– Fearing Grexit, Greeks Turn To Gold Again (ZeroHedge, Feb 9, 2015):
It never fails: every time redenomination risks and the specter of the (New) Drachma rear its ugly heads, Greeks, like dutiful Austrian economists, realize that Neoliberal economics is nothing but a steaming pile of drivel that only works when everyone is “confident” and gets deeper in debt with a smile on their face while failing in every other instance, and decide that the time has come to convert their paper wealth into hard assets. It happened in 2010, in 2012, and now that Greece is on the verge of its third Grexit in the past 5 years, it is happening again.
As Bloomberg reports, “Greek demand for gold coins is rising as investors search for a safe haven from the country’s political turmoil, according to the U.K. Royal Mint.”
“There has been a noticeable increase in demand in this last quarter,” Lisa Elward, head of bullion sales at the Royal Mint, said in an e-mail to Bloomberg News. “We tend to see an upsurge in sales at times of political and financial uncertainty.”
They said that with a straight face because in Greece “times of political and financial uncertainty” are now a monthly if not quarterly development. As a result, Greek investors are turning to gold. The Royal Mint declined to provide exact sales figures for the gold coins, known as Sovereigns.
Domestically, the Greek gold demand is currently run-rating at more than double that of Q4 2014: the Bank of Greece sold 5,849 Sovereign coins in January, according to an e-mail from the central bank. Bloomberg cites government data which show sales of 7,857 coins in the last quarter of 2014.
Why gold? “The one thing everyone knows about gold is it is a good thing to hold if your currency is about to devalue,” Matthew Turner, an analyst at Macquarie Bank Ltd., said via phone. “It would be understandable for Greeks to buy gold because they are afraid of losing their money.”
Hardly surprising, and yet one would think that with the entire world hell bent on destroying its currency now that, as we first observed earlier, for the first time ever global central banks are about to monetize more than 100% of global debt issuance…
… that everyone’s demand for gold would be higher instead of just those on the edge of completely monetary collapse.
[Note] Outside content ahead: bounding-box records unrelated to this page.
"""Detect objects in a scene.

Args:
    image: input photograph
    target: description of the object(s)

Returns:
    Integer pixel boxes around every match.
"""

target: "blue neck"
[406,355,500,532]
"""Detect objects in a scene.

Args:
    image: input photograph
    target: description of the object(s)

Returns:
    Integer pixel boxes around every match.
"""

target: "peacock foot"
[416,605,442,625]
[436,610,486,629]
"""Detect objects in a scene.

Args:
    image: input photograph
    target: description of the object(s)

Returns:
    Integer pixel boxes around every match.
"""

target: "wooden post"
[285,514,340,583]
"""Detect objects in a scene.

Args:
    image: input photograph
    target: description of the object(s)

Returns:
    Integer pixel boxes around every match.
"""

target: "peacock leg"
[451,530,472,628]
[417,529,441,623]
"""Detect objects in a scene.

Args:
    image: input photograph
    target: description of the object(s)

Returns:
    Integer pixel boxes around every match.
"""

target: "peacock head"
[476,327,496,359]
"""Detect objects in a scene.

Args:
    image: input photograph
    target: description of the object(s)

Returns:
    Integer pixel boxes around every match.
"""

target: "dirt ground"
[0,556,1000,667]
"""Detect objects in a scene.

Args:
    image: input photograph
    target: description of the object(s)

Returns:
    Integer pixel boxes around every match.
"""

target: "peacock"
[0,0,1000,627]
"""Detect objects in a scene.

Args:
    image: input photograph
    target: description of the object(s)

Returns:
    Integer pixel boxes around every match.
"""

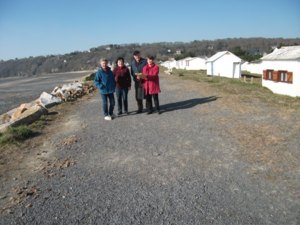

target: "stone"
[10,105,48,127]
[11,104,27,121]
[37,92,62,109]
[0,113,11,124]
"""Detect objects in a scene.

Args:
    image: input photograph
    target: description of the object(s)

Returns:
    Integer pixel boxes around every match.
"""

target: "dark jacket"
[94,67,116,94]
[113,66,131,88]
[130,58,147,82]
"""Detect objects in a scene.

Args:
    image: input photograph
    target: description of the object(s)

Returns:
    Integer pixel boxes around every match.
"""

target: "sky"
[0,0,300,60]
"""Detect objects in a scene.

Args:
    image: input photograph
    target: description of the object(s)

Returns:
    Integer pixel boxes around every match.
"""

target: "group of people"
[94,51,161,120]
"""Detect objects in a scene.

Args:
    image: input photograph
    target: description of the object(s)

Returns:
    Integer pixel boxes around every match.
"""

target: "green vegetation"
[83,73,96,82]
[0,125,35,145]
[166,68,300,108]
[0,115,48,146]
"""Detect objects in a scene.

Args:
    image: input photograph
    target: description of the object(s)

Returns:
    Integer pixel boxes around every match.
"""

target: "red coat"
[113,66,131,88]
[143,64,160,95]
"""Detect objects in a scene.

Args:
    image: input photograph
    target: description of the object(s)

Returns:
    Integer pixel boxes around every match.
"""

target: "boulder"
[10,105,48,127]
[11,103,30,120]
[0,113,11,124]
[37,92,62,109]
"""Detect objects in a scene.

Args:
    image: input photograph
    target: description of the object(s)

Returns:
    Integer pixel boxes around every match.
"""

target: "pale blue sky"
[0,0,300,60]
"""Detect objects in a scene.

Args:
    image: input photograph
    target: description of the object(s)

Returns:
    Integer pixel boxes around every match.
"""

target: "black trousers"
[145,94,160,112]
[134,82,143,112]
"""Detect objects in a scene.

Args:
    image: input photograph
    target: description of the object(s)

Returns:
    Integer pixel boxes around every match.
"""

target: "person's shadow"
[160,96,218,113]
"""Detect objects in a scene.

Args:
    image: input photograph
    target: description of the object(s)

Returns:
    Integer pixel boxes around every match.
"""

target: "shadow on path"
[160,96,218,113]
We suppose we should thank anyone who is actually surpressing the price of paper gold in their increasingly more desperate attempts to telegraph that central banks are still in control when with every passing day it becomes abundantly clear they are not.
But back to Greece, where withdrawals from banks may have exceeded 11 billion euros in January in the run-up to the elections that resulting in the dramatic victory for Tsipras and his anti-austerity Syriza. Expect withdrawals to accelerate to the point where ATM lines start forming. Of course, if there is no agreement on the Greek bailout continuation by Friday as the Eurozone warned, then those lines will only get bigger. As will Greek demand for gold:
Online retailer CoinInvest.com reported increased sales to Greece around the country’s elections in January, the Frankfurt-based director Daniel Marburger said in an interview last week.
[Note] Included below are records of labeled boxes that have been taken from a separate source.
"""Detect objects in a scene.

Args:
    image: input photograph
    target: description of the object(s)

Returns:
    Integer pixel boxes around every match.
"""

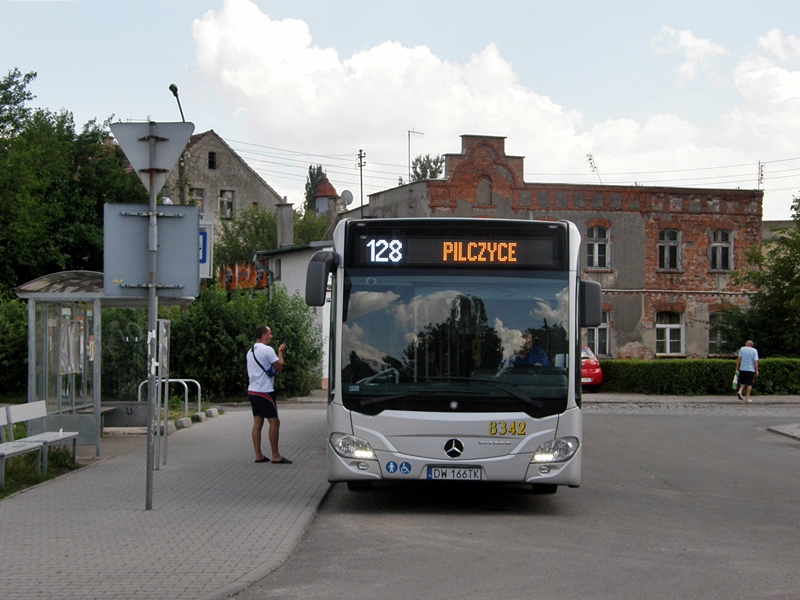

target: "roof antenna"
[169,83,186,123]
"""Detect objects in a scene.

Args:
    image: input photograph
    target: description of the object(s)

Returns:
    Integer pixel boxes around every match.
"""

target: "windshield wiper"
[361,390,428,406]
[418,376,544,408]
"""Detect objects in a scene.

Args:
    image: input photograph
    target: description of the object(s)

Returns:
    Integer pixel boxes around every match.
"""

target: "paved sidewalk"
[0,392,800,600]
[0,402,330,600]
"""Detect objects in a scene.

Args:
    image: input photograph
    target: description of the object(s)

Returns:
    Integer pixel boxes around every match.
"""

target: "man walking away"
[736,340,758,404]
[247,325,292,465]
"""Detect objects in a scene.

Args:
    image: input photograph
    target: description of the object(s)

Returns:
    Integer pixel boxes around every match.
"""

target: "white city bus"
[306,218,601,493]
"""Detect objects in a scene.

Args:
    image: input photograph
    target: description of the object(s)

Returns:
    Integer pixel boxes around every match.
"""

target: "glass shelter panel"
[33,302,94,413]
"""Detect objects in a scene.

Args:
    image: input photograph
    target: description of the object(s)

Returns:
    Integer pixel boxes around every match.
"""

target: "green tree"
[411,154,444,181]
[0,298,28,396]
[0,69,36,146]
[713,197,800,357]
[214,207,278,265]
[0,70,147,295]
[294,210,329,246]
[305,165,326,211]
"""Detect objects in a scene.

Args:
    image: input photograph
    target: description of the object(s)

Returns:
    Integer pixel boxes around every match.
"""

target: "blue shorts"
[739,371,756,385]
[247,392,278,419]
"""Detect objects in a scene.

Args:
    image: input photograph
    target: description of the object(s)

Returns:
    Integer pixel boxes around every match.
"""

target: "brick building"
[365,135,763,358]
[163,129,285,226]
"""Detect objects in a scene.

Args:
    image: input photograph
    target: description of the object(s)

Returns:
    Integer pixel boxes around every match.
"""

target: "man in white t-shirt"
[247,325,292,465]
[736,340,758,404]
“During periods of monetary uncertainty people will always think gold is a useful addition to their portfolios,” Turner of Macquarie said.
But why: can’t they just BTFD and hope that while central bankers are unable to preserve the sanctity of a monetary union which as recently as 2014 was considered untouchable, they will have no problem with keeping the S&P at or near it all time high in perpetuity?